0

so here is my code, it creates the files which means it has access to write permissions but it just doesn't write anything inside, the function works and it prints on screen it just doesn't write anything, any idea why is that?

expected behavior: it to create two files and filter websites to working or non-working and state the error code for non-working ones

current behavior: it creates to empty files

import requests
from concurrent.futures import ThreadPoolExecutor
websites = []
f = open("websites.txt", "r")
for i in f:
    if not i.startswith("http"):
        i = "http://"+i
    websites.append(i.strip())
    print("appended" + i)
f.close()
with open("working.txt", "w") as fa, open("not_working.txt", "w") as fe:
    def checker(website):
        response = requests.get(website)
        available = response.status_code == 200
        print(response.status_code)
        if available:
            fa.write(website + "\n")
        else:
            fe.write(website + " error " + response.status_code + "\n")
    with ThreadPoolExecutor() as executor:
        executor.map(checker, websites)
bido whab
  • 32
  • 8
  • Maybe this can help you https://stackoverflow.com/questions/11983938/python-appending-to-same-file-from-multiple-threads – Gonzalo Odiard May 01 '22 at 00:37
  • writing in treads is not good idea because it can make conflict which data should be write first. You should rather send data to main thread and write all (one-by-one) in this thread. You can use Queue to send data to main thread. Or maybe it can run as `results = executor.map(...).get()` and later write all values from `results` - at least you can do something like this with [multiprocessing.ThreadPool](https://docs.python.org/3/library/multiprocessing.html) – furas May 01 '22 at 01:02
  • when I run your code then I get only `.result_iterator at 0x7f8c59e82200>` - so it doesn't execute functions and it needs `for result in executor.map(checker, websites): ... do something with result ...` or at least `list( executor.map(checker, websites) )` and then it write in file – furas May 01 '22 at 01:11

1 Answers1

1

Code

executor.map(checker, websites)

creates generator but it doesn't execute threads.

It needs at least list()

list( executor.map(checker, websites) )

to execute generator.


Full code:

import requests
from concurrent.futures import ThreadPoolExecutor

# --- functions ---

def read_urls(filename):
    websites = []

    with open(filename) as f:
        for line in f:
            line = line.strip()
            if line:  # skip empty lines
                if not line.startswith("http"):
                    line = "http://" + line
                websites.append(line)
                print("appended:", line)

    return websites
    
def checker(website):
    response = requests.get(website)

    print('[checker]:', response.status_code, website)
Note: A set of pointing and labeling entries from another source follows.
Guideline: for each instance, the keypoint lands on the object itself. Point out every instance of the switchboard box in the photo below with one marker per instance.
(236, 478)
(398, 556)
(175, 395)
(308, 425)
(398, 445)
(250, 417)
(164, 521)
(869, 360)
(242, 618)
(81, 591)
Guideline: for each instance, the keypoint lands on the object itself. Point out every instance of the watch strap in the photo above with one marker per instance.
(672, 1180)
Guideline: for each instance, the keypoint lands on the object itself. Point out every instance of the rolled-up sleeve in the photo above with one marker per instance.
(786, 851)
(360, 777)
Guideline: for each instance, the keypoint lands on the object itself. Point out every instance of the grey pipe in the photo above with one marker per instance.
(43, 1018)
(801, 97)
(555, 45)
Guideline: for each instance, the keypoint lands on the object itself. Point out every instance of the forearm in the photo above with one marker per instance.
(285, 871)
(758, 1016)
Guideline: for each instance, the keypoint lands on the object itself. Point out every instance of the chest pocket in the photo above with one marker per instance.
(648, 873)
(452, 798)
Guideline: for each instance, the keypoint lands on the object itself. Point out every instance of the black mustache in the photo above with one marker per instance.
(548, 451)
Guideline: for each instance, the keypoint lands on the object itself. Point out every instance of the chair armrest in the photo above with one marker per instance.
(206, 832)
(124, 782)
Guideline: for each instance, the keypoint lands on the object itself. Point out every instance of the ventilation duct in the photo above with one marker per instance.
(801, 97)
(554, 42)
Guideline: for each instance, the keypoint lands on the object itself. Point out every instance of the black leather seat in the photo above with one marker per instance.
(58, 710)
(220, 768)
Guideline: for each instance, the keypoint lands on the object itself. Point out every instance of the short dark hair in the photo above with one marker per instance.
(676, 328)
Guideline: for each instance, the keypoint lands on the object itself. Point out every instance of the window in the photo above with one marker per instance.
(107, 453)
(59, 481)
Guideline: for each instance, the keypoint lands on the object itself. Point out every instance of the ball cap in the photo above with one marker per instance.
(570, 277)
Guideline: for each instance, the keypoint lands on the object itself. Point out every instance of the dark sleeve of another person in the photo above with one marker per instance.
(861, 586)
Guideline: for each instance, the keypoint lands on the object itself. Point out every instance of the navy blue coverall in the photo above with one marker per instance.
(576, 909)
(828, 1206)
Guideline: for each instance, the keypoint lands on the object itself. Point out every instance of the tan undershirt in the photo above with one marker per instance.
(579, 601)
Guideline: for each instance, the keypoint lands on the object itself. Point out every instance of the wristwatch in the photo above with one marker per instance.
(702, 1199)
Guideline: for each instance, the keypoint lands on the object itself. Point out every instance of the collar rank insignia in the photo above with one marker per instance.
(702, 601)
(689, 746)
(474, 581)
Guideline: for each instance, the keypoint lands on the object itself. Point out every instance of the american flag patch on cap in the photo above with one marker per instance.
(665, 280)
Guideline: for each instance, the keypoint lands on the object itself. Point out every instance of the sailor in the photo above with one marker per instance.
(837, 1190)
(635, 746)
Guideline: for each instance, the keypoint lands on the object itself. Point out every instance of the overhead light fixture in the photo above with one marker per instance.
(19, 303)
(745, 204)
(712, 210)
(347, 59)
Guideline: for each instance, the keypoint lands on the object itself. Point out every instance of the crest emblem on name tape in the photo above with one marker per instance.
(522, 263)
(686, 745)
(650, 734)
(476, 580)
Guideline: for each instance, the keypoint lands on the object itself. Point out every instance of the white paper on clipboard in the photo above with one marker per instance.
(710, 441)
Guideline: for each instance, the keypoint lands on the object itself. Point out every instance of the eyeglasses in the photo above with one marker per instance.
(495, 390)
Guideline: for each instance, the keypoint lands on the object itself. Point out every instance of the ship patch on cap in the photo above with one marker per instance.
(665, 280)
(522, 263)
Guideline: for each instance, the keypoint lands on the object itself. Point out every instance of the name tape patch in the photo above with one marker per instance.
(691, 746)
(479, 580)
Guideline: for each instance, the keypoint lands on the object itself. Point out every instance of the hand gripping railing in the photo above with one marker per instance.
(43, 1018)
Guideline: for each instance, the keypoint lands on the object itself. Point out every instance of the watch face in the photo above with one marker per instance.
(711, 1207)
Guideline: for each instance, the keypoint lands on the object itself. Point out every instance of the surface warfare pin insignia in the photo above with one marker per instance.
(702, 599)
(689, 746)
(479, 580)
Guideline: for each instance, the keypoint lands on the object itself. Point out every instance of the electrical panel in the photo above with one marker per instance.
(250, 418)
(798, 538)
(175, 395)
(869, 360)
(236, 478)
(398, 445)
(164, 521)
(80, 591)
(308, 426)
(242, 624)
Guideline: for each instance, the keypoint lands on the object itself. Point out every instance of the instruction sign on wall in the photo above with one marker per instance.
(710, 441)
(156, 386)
    if response.status_code == 200:
        fa.write(f'{website}\n')
    else:
        fe.write(f'{website} error {response.status_code}\n')

# --- main --- 

#websites = read_urls("websites.txt")
websites = ['https://stackoverflow.com', 'https://fake.com']

with open("working.txt", "w") as fa, open("not_working.txt", "w") as fe:
    with ThreadPoolExecutor() as executor:

        list( executor.map(checker, websites) )

But it may be safer to return result from function and write in main thread. And it will write results in the same order as data in original file. Writing in thread may get it in different order because threads may run in different order.

import requests
from concurrent.futures import ThreadPoolExecutor

# --- functions ---

def read_urls(filename):
    websites = []

    with open(filename) as f:
        for line in f:
            line = line.strip()
            if line:  # skip empty lines
                if not line.startswith("http"):
                    line = "http://" + line
                websites.append(line)
                print("appended:", line)

    return websites

def checker(website):
    response = requests.get(website)

    print('[checker]:', response.status_code, website)

    return website, response.status_code

# --- main --- 

#websites = read_urls("websites.txt")
websites = ['https://stackoverflow.com', 'https://fake.com']

with open("working.txt", "w") as fa, open("not_working.txt", "w") as fe:
    with ThreadPoolExecutor() as executor:

        for website, status_code in executor.map(checker, websites):

            print('[main]:', status_code, website)

            if status_code == 200:
                 fa.write(f'{website}\n')
            else:
                 fe.write(f'{website} error {status_code}\n')
furas
  • 134,197
  • 12
  • 106
  • 148